Is it appropriate to ask a coworker about her experiences?
Hey,
sorry in advance for the rambling.
I am in my mid twenties and a few days ago something in me broke down completely and I got quite emotional. I spend the last days sobbing, reading and thinking, and have come to the conclusion that I'm probably a woman (maybe??). I'm honestly confused, scared and long to talk to someone real about it. I have two good male friends but am otherwise pretty lonely and I do not feel ready in the slightest to talk to them.
I have coworker who started transitioning years ago. I don't really know her or she me, besides from seeing each other here and there at work, but she is the only person I can think of to ask how she felt.
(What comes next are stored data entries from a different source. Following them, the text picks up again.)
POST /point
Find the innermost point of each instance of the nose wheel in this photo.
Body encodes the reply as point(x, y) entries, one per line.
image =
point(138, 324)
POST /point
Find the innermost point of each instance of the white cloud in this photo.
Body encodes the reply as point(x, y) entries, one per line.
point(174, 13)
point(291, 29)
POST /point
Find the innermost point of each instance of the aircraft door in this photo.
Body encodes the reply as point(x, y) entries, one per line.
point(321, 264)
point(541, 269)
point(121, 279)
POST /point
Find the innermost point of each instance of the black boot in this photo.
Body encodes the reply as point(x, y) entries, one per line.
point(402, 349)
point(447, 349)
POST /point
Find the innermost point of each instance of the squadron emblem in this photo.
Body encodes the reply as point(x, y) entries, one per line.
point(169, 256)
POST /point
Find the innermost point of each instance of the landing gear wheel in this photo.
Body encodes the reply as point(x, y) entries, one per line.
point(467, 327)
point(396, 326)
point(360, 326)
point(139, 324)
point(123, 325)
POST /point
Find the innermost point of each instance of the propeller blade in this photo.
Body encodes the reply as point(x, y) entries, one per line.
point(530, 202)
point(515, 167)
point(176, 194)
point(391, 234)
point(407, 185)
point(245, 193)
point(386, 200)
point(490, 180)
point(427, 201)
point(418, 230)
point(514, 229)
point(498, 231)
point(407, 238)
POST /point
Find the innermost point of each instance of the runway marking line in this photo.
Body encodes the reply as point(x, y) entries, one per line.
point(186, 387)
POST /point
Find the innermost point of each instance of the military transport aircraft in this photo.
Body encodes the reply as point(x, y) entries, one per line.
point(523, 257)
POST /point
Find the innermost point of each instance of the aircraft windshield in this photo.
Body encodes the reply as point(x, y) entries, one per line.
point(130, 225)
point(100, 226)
If she was sure before transitioning. If she knew since she was a child or not.
Are these things appropriate to ask from a basically stranger? I don't wanna rip open any old wounds, make her my therapist nor want to make her feel uncomfortable. I don't even know if any of her answers or things she might tell can actually help me personally or might be reassuring, maybe it's pointless asking, maybe it's a daydream that she could somehow help me, but I'm desperate to talk to someone about it.
How would you react if someone at work approaches you with that? Or asks for a few minutes after work for a personal conversation? Is this a completely crazy and stupid idea? If not, how can I approach her without seeming weird? Please be honest and thank you so much for reading it all.